Module transcriber

Expand description

Transcriber trait and event types per issues #799 and #801.

Transcriber is the contract every speech-to-text backend implements, whether batch (this issue) or streaming (#806). It takes an AudioInput producing 16 kHz mono signed-PCM chunks and returns an EventStream of TranscriptEvents.

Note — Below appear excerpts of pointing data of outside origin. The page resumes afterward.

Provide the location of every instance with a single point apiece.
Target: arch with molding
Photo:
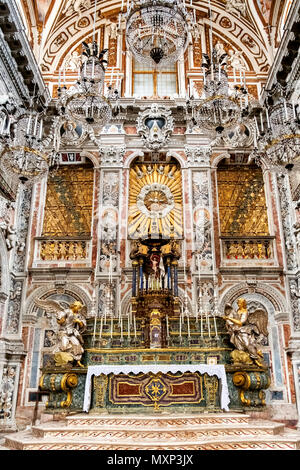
(44, 292)
(4, 266)
(125, 301)
(269, 292)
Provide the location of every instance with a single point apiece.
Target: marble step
(114, 434)
(156, 432)
(25, 441)
(157, 420)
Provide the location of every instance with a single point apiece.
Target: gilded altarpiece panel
(68, 209)
(243, 214)
(242, 202)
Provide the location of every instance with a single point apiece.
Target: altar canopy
(218, 370)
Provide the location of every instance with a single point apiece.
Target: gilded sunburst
(155, 201)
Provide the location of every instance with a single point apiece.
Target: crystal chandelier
(278, 135)
(157, 31)
(85, 102)
(221, 108)
(22, 155)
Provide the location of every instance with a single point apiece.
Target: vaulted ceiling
(57, 27)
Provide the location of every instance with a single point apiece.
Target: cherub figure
(74, 6)
(72, 323)
(245, 331)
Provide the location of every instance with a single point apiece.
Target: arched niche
(4, 267)
(242, 200)
(69, 197)
(45, 328)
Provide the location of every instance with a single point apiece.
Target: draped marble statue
(246, 330)
(72, 323)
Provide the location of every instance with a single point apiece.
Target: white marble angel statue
(72, 323)
(246, 330)
(74, 6)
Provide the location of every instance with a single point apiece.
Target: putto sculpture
(72, 323)
(155, 125)
(246, 332)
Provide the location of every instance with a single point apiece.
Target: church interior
(149, 224)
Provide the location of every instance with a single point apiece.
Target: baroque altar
(160, 356)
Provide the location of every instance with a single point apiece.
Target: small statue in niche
(246, 330)
(72, 323)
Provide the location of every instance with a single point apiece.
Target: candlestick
(215, 325)
(35, 125)
(285, 109)
(208, 323)
(41, 129)
(294, 111)
(29, 124)
(255, 140)
(201, 324)
(128, 327)
(93, 67)
(268, 119)
(261, 122)
(180, 326)
(3, 125)
(256, 125)
(94, 332)
(101, 326)
(119, 314)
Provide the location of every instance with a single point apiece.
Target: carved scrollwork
(155, 125)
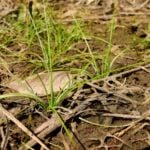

The separation from crate::voice::AudioSource (#800) is deliberate: AudioSource is the hardware-capture seam (variable rate, variable channels, f32, intentionally !Send on macOS per ADR-0031); AudioInput is the post-mixdown-and-resample seam (16 kHz mono i16, Send) that ASR engines consume natively. See ADR-0032 for the rationale.

Structs§

VecAudioInput: In-memory AudioInput adapter — reads a 16 kHz mono 16-bit PCM WAV from disk (or accepts an in-memory Vec<i16>) and yields it in fixed- size chunks.
Word: First-class word-level alignment, optionally returned by backends that expose it. The batch backend in #801 always emits None; word-level alignment is a backend opt-in, not a guarantee.

Enums§

EndpointKind: What ended a speech region.
TranscriptEvent: One event emitted by a Transcriber.

Traits§

AudioInput: Source of 16 kHz mono signed-PCM audio for transcription.
EventStream: Stream of transcription events. A blanket impl is provided for any iterator producing Result<TranscriptEvent> that is also Send.
Transcriber: Speech-to-text backend.

Type Aliases§

AudioChunk: 16 kHz mono signed 16-bit PCM samples, in capture order.
EventId: Monotonically-unique identifier for a Final event, used by downstream consumers (commit-message generation, history merging) to deduplicate across overlapping streaming windows.
SpeakerId: Diarisation tag attached to a segment when speaker labelling is on (#805). Always None for the batch backend in #801.